His newfound insight taught him to be creative. Inventing ways to overcome physical or mental obstacles gave him an edge over others. His secret – do not assume limitation – with a little creativity, there is always an adaptation if there is a will. Palser thrives outside his comfort zone.
In 2013, he and Kimberly married, and in 2015, the couple welcomed the birth of their daughter Emma. With a new baby in tow and an ambitious trajectory in mind, in 2016 he enrolled at Southern New Hampshire University to study business administration, receiving his bachelor’s degree in 2020.
His education, grit, and fortitude opened him to an alternative workplace possibility.
With a knack for adaptability and a body built for high intensity interval training, Palser has become a formidable adaptive CrossFit competitive athlete – world ranked.
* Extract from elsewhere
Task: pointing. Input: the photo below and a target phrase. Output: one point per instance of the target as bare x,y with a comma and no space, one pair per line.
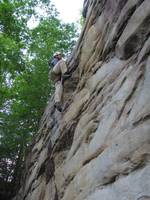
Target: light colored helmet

He placed second for his division in the WheelWOD Games in 2021 and placed third in the 2022 CrossFit adaptive semi-finals.
The Nuance Between Inspiration and Motivator
Every disability, hidden or in plain sight, is like a fingerprint – everyone is unique.
Palser encourages people to not be distracted by the attribute – focus on the person – their ability and their contribution.
Palser feels purpose in shaping the dialogue and vernacular about how people talk about disability. Especially when the discussion turns to a person with a disability becoming someone’s inspiration.
He encourages people to avoid that inspiration mentality which places the disability first and the person a distant second – as if he is in his wheelchair, just along for the ride. It is a mindset in which people may be unconsciously biased by their perception of his limitation. They are “inspired” when he is capable of anything different than that perception. A pat on the back. Think of it like this, Palser has yet to inspire his daughter to clean her room. He has motivated her.
Palser’s purpose is to motivate. Being a motivator, as opposed to an inspiration, places the person and their character – front and center. It also emphasizes his leadership value in the workplace to lead others through dynamic challenges, including fostering meaningful conversations about diversity, inclusion and access, and honoring what it means to celebrate National Disability Independence Day.
Palser, as a motivator, flips the script.
Never assume you or another has a limitation from the start. He is a healthy dose of motivation to live your true self.
National Disability Independence Day commemorates July 26, 1990, when former President George H.W. Bush signed the Americans with Disabilities Act (ADA) into law. The legislation ensures people with disabilities have new-found equitable opportunities, rights, and access.
San Diego Gas & Electric, which has an internal group dedicated to serving those with access and functional needs, is champion for disability awareness, which is the practice of knowing, acknowledging, accepting, and celebrating individuals’ experiences as they relate to disability and seamlessly integrate into our workforce capital. Moreover, SDG&E is committed to supporting our customers with various access and functional needs and making sure that everyone is offered equal access to information, resources, and services.